Я-то думаю, что эта творческая акция мало чем отличается от того, чем увлекался, тоже показанный по телевизору, печально известный вождь одного из африканских государств – каннибал Бокасса. Поедая своих подчиненных, он не страдал желудочными коликами. Когда арестовали этого гурмана, то в его холодильнике обнаружили останки недавно пропавшего министра из его же правительства.
Есть в этом что-то общее, хотя в одном случае трупоедение – это творческая концепция, а в другом – факт жизни; правда, есть и различия – людоед это делал тайно, а авангардисты – на тусовке.
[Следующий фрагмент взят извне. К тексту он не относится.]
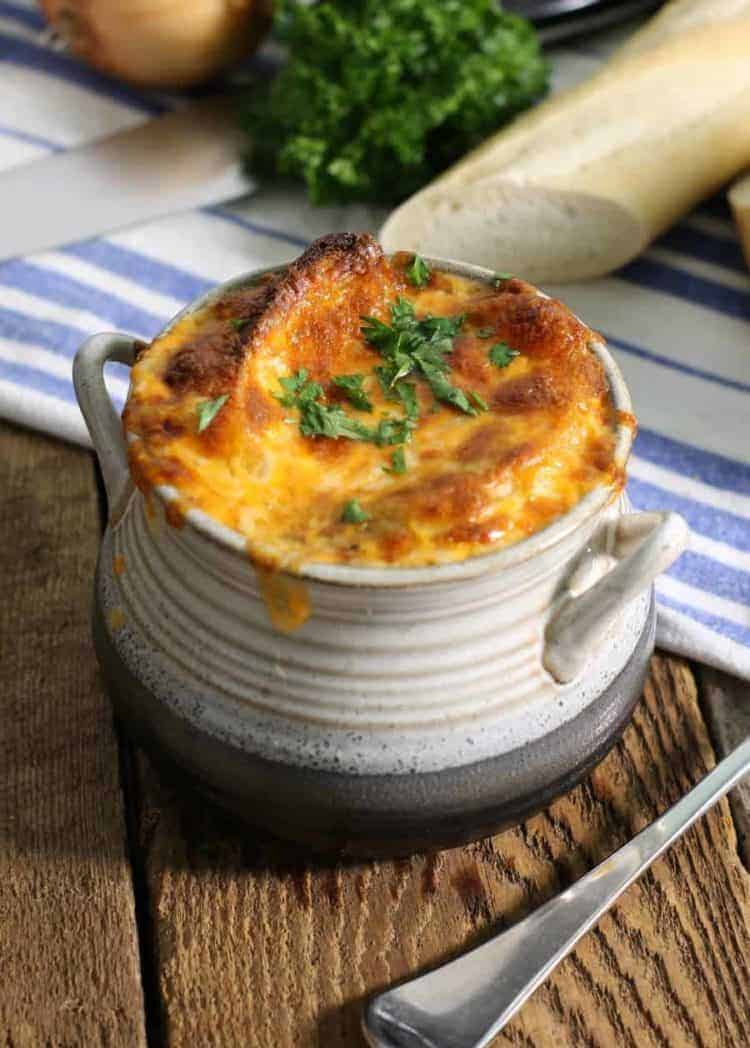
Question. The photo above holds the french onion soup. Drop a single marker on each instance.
(359, 409)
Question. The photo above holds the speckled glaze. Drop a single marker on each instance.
(414, 707)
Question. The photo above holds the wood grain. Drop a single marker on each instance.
(68, 944)
(257, 946)
(726, 704)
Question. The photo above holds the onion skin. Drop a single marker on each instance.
(160, 43)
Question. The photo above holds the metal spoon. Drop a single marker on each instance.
(466, 1002)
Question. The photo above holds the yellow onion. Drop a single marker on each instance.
(159, 43)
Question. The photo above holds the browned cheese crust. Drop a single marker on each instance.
(472, 482)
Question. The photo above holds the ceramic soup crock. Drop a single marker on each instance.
(414, 707)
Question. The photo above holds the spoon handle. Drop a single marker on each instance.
(466, 1002)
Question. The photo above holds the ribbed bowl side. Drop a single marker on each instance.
(419, 677)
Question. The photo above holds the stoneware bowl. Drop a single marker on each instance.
(416, 707)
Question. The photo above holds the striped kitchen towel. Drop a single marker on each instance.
(678, 320)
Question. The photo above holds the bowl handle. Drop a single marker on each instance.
(104, 423)
(644, 545)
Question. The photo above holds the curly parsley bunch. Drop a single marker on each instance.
(380, 95)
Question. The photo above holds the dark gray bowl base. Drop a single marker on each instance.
(375, 815)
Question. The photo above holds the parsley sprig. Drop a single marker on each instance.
(418, 273)
(317, 418)
(353, 387)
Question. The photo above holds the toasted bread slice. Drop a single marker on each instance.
(740, 200)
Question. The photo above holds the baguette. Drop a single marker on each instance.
(740, 200)
(581, 184)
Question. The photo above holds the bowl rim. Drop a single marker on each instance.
(479, 564)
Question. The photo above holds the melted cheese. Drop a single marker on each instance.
(472, 483)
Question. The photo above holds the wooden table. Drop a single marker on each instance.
(128, 915)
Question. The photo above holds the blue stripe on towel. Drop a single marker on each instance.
(732, 630)
(712, 576)
(258, 227)
(25, 16)
(58, 337)
(67, 291)
(141, 268)
(30, 139)
(668, 362)
(648, 273)
(706, 466)
(712, 522)
(719, 250)
(42, 60)
(34, 378)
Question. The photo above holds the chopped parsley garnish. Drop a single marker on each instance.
(317, 418)
(352, 386)
(207, 410)
(418, 274)
(419, 347)
(376, 99)
(409, 346)
(501, 354)
(353, 512)
(398, 462)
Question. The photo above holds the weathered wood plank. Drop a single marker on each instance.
(726, 702)
(68, 944)
(258, 948)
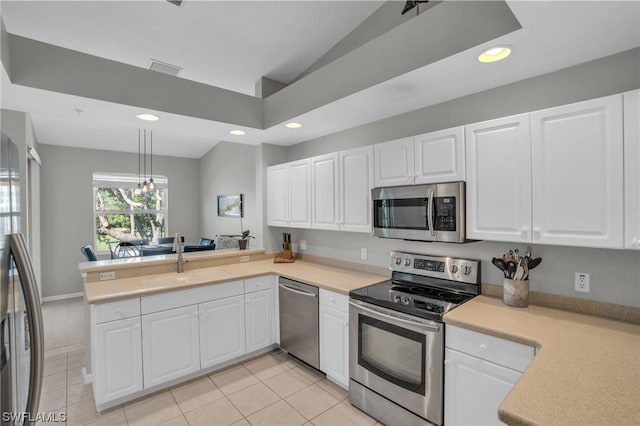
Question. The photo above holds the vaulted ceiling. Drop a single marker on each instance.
(79, 67)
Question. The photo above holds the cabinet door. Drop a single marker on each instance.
(258, 314)
(300, 194)
(170, 343)
(439, 156)
(334, 344)
(577, 174)
(118, 359)
(278, 195)
(324, 192)
(394, 162)
(474, 389)
(356, 180)
(221, 330)
(498, 166)
(632, 169)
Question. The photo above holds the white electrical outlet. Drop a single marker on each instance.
(582, 282)
(107, 276)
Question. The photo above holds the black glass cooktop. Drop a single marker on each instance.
(416, 299)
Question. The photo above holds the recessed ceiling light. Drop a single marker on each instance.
(494, 54)
(148, 117)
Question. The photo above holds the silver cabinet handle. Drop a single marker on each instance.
(18, 249)
(430, 214)
(394, 318)
(304, 293)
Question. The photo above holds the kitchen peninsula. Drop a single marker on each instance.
(151, 328)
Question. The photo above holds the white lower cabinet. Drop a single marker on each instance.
(334, 336)
(117, 359)
(479, 372)
(258, 314)
(141, 343)
(170, 345)
(222, 330)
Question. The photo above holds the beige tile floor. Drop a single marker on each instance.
(273, 389)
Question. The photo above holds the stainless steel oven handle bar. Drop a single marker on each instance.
(430, 215)
(303, 293)
(18, 248)
(395, 318)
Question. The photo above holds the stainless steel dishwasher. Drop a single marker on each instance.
(299, 320)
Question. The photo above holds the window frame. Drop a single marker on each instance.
(126, 180)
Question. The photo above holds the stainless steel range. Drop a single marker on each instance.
(396, 333)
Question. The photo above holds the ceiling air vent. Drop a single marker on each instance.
(163, 67)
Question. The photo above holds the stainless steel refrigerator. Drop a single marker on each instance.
(21, 336)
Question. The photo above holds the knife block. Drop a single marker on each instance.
(286, 251)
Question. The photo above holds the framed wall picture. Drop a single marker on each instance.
(230, 205)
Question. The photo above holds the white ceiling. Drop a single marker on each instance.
(280, 40)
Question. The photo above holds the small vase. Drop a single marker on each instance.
(515, 293)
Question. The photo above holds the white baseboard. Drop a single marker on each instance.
(61, 297)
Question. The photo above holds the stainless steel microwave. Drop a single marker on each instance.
(433, 212)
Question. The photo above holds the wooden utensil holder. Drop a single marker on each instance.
(515, 293)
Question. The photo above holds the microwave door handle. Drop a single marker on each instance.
(430, 214)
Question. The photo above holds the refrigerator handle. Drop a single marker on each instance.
(18, 249)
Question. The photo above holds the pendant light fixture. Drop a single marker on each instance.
(143, 185)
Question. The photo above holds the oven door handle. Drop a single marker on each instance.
(430, 215)
(394, 318)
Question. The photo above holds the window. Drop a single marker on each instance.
(123, 213)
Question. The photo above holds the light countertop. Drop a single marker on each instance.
(328, 277)
(586, 371)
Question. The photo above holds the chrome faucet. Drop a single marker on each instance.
(177, 247)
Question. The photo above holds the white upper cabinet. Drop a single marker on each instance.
(632, 169)
(429, 158)
(355, 183)
(278, 195)
(300, 194)
(577, 167)
(498, 162)
(289, 194)
(325, 190)
(439, 156)
(394, 163)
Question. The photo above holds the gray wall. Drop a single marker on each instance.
(229, 169)
(615, 274)
(67, 205)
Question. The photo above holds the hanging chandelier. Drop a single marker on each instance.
(145, 186)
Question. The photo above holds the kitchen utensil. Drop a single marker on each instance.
(511, 268)
(500, 264)
(534, 262)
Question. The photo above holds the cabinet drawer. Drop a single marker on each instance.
(191, 296)
(500, 351)
(121, 309)
(252, 285)
(334, 300)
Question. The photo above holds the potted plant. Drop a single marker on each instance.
(243, 241)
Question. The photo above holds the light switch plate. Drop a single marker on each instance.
(582, 282)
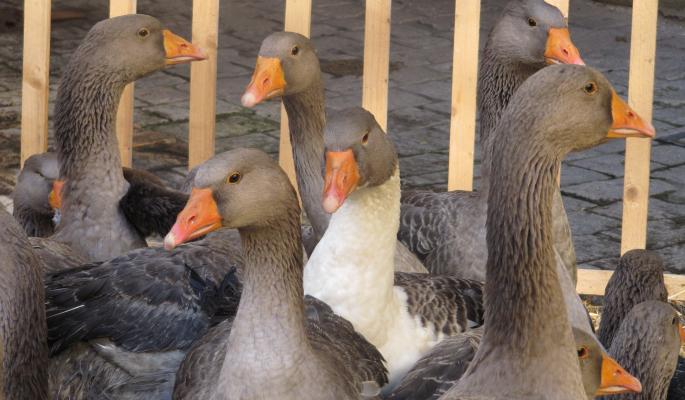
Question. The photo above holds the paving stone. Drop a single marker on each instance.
(611, 190)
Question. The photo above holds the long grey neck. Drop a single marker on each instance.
(498, 80)
(525, 307)
(268, 338)
(306, 120)
(85, 116)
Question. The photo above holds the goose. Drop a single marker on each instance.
(638, 277)
(23, 352)
(447, 229)
(351, 268)
(445, 363)
(271, 349)
(30, 195)
(115, 52)
(288, 67)
(121, 328)
(527, 350)
(647, 345)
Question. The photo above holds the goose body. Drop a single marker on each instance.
(447, 230)
(352, 267)
(272, 349)
(288, 67)
(527, 350)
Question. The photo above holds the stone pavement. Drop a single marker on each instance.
(421, 56)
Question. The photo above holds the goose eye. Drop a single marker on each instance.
(590, 88)
(234, 177)
(583, 352)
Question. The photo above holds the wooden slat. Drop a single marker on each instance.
(377, 59)
(560, 4)
(593, 282)
(298, 18)
(202, 118)
(640, 96)
(35, 78)
(464, 84)
(125, 111)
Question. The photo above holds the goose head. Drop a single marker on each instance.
(358, 154)
(132, 46)
(532, 33)
(241, 188)
(602, 375)
(560, 92)
(35, 182)
(287, 64)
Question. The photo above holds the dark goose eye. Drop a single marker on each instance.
(590, 88)
(234, 177)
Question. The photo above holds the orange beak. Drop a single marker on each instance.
(626, 122)
(268, 81)
(560, 49)
(199, 217)
(615, 379)
(179, 50)
(342, 177)
(55, 197)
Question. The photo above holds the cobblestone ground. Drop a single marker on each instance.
(421, 56)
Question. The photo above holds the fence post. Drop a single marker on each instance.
(35, 78)
(298, 18)
(377, 59)
(640, 96)
(464, 91)
(202, 118)
(124, 122)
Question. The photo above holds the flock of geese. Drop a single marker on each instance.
(389, 294)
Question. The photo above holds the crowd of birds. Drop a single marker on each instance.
(388, 294)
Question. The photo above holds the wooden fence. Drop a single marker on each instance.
(34, 125)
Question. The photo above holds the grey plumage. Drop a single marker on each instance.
(646, 345)
(23, 350)
(30, 196)
(447, 230)
(638, 277)
(527, 350)
(272, 348)
(303, 99)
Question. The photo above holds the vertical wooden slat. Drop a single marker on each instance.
(464, 83)
(640, 96)
(35, 78)
(125, 111)
(202, 119)
(298, 18)
(560, 4)
(377, 59)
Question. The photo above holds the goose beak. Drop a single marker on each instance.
(199, 217)
(560, 49)
(626, 122)
(55, 197)
(615, 379)
(268, 81)
(179, 50)
(342, 177)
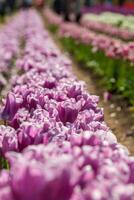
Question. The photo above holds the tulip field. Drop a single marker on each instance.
(54, 141)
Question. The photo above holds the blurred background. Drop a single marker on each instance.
(8, 6)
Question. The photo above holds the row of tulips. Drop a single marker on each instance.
(109, 29)
(56, 140)
(109, 58)
(10, 36)
(111, 47)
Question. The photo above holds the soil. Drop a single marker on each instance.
(117, 114)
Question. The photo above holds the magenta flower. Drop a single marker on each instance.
(10, 108)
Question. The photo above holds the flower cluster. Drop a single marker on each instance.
(122, 33)
(86, 167)
(53, 19)
(65, 149)
(10, 35)
(111, 47)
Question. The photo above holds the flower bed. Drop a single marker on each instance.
(72, 154)
(109, 58)
(10, 36)
(109, 29)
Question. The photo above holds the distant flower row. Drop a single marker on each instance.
(107, 28)
(72, 154)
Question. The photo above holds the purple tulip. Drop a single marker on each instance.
(10, 108)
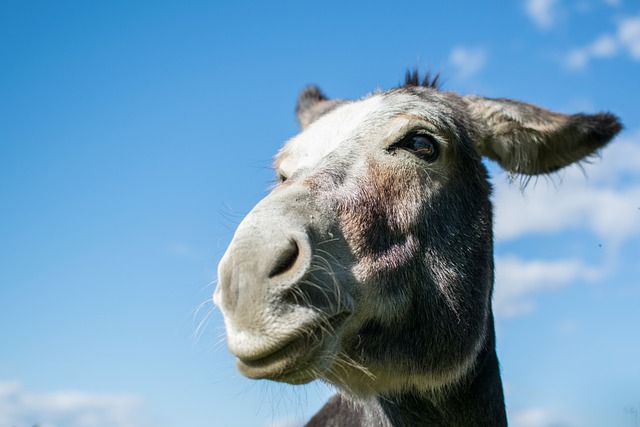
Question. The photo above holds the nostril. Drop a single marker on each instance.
(286, 260)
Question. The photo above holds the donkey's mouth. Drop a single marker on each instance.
(299, 360)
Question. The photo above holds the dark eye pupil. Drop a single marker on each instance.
(422, 145)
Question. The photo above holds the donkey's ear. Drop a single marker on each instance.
(530, 140)
(312, 104)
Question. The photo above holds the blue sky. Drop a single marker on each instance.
(135, 135)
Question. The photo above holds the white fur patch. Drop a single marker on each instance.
(323, 136)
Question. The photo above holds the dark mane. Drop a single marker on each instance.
(412, 78)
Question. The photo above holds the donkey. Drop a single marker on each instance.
(370, 264)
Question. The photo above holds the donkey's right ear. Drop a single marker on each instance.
(312, 104)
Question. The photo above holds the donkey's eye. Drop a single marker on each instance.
(421, 145)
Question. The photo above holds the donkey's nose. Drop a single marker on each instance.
(259, 265)
(286, 261)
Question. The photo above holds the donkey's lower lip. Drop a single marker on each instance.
(282, 363)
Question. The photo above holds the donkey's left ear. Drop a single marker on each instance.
(312, 104)
(530, 140)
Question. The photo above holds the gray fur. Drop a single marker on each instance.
(371, 268)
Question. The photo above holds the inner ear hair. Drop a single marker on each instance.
(526, 139)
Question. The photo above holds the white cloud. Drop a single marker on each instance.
(468, 61)
(625, 40)
(629, 36)
(538, 417)
(604, 199)
(286, 422)
(542, 12)
(517, 280)
(21, 408)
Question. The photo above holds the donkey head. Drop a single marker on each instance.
(370, 265)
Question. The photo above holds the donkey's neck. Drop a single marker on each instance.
(476, 401)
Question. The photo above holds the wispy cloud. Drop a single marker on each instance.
(603, 200)
(539, 417)
(468, 61)
(518, 280)
(625, 40)
(542, 12)
(19, 407)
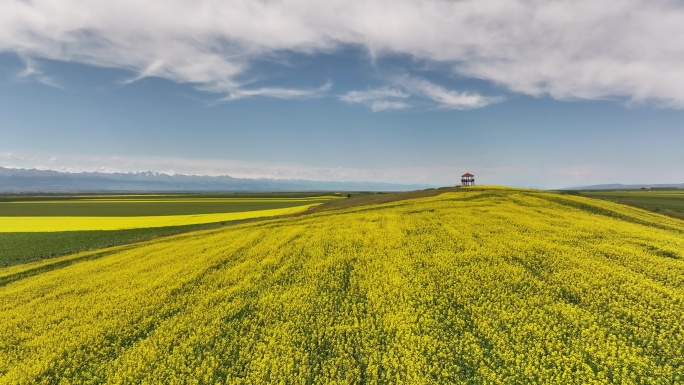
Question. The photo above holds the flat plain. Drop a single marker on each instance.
(38, 227)
(667, 202)
(472, 286)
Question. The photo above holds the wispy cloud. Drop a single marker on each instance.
(279, 93)
(32, 71)
(565, 49)
(378, 99)
(409, 91)
(445, 98)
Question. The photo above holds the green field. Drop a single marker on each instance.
(471, 286)
(667, 202)
(21, 247)
(126, 206)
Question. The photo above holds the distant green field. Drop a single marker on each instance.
(27, 247)
(21, 247)
(667, 202)
(127, 206)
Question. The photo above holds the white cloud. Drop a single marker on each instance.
(386, 105)
(378, 99)
(411, 88)
(568, 49)
(279, 93)
(444, 98)
(32, 71)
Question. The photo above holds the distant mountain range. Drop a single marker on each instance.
(46, 181)
(618, 186)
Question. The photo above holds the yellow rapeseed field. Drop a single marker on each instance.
(49, 224)
(476, 287)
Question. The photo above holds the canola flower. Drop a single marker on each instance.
(48, 224)
(489, 287)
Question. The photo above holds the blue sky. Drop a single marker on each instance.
(522, 93)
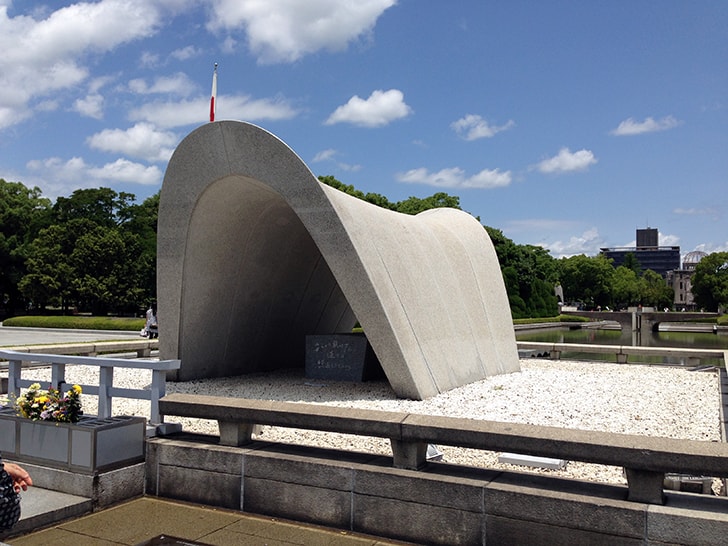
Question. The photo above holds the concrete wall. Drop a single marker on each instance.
(443, 504)
(254, 254)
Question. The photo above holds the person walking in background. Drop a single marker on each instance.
(152, 327)
(13, 480)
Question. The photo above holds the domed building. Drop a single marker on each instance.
(681, 281)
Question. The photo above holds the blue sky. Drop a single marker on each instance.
(567, 124)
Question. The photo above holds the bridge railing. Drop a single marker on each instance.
(105, 391)
(645, 459)
(691, 357)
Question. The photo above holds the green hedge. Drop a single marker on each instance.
(78, 322)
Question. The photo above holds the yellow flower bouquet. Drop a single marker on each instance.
(50, 405)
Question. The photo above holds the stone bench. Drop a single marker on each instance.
(646, 459)
(622, 352)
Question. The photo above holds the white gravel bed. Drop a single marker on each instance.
(633, 399)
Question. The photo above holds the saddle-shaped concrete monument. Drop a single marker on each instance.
(254, 254)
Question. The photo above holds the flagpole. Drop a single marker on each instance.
(213, 94)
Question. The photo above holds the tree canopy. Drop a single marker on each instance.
(710, 282)
(96, 251)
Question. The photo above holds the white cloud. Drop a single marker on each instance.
(566, 161)
(381, 108)
(123, 170)
(91, 106)
(455, 177)
(143, 141)
(473, 127)
(65, 176)
(330, 155)
(285, 30)
(186, 53)
(587, 243)
(45, 55)
(178, 84)
(693, 211)
(325, 155)
(649, 125)
(196, 111)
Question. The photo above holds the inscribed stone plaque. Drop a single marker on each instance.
(341, 357)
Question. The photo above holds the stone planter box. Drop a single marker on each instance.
(89, 446)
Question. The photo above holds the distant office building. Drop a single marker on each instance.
(681, 281)
(660, 259)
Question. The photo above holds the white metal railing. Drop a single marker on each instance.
(105, 390)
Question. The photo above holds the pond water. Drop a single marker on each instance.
(613, 336)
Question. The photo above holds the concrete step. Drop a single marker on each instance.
(44, 507)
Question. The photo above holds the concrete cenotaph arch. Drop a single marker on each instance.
(254, 254)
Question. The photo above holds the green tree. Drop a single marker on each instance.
(50, 273)
(710, 282)
(415, 205)
(530, 275)
(103, 206)
(587, 279)
(106, 275)
(23, 213)
(142, 223)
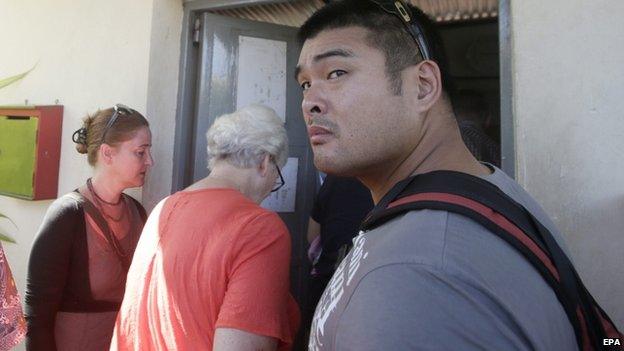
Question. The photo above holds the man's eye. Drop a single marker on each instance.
(335, 74)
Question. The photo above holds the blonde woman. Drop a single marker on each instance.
(80, 258)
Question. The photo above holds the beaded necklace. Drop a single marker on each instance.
(111, 237)
(99, 200)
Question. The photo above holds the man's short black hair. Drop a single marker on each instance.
(387, 33)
А в остальном дело вкуса: кто любит кекс, кто любит мясо… Хотя и с мясом у бесов уже была акция – резали публично и ритуально на своем сборище поросенка.
Ладно бы все это происходило в кошмарном сне, так нет же, явилась ко мне эта реальность в бессонную ночь – теперь лежи, мучайся…
Вот уж что не хотелось бы мне сегодня ночью видеть, так это политические сюжеты. Это слишком неподходящее для бессонницы зрелище, и я тороплюсь убрать со своего экрана все, что связано с политикой.
Я даже открыл для себя формулу: там, где начинается политика – кончается искусство. Хотя, с моей точки зрения, существует определенная связь искусства с политической обстановкой в государстве. История – наука строгая, поэтому я не буду глубоко забираться, а ограничусь нашим столетием.
Но прежде чем я приведу примеры, замечу, что независимо от нашего отношения к традиционному и авангардному искусству, можно отметить определенную закономерность: как только одно направление начинает доминировать, другое превращается в андеграунд и уходит в оппозицию.
А теперь возьмем начало XX века, до Первой мировой войны. Когда Россия находилась на высоком уровне государственного развития, в искусстве царил реализм. Как только в результате поражения в войне и октябрьского переворота 1917 года государство пришло в упадок, ведущее место в искусстве занимает воспевающий революционные перемены авангард 1920-1930-х годов, а реализм изгоняется не только из выставочных залов, но и из художественных учебных заведений.
Сороковые и пятидесятые годы, отмеченные индустриальным строительством и победой во Второй мировой войне, несомненно следует отнести к периоду укрепления государства. Это время связано с доминированием реализма и бескомпромиссной борьбой с формализмом, особый вклад в которую принадлежит искусствоведам.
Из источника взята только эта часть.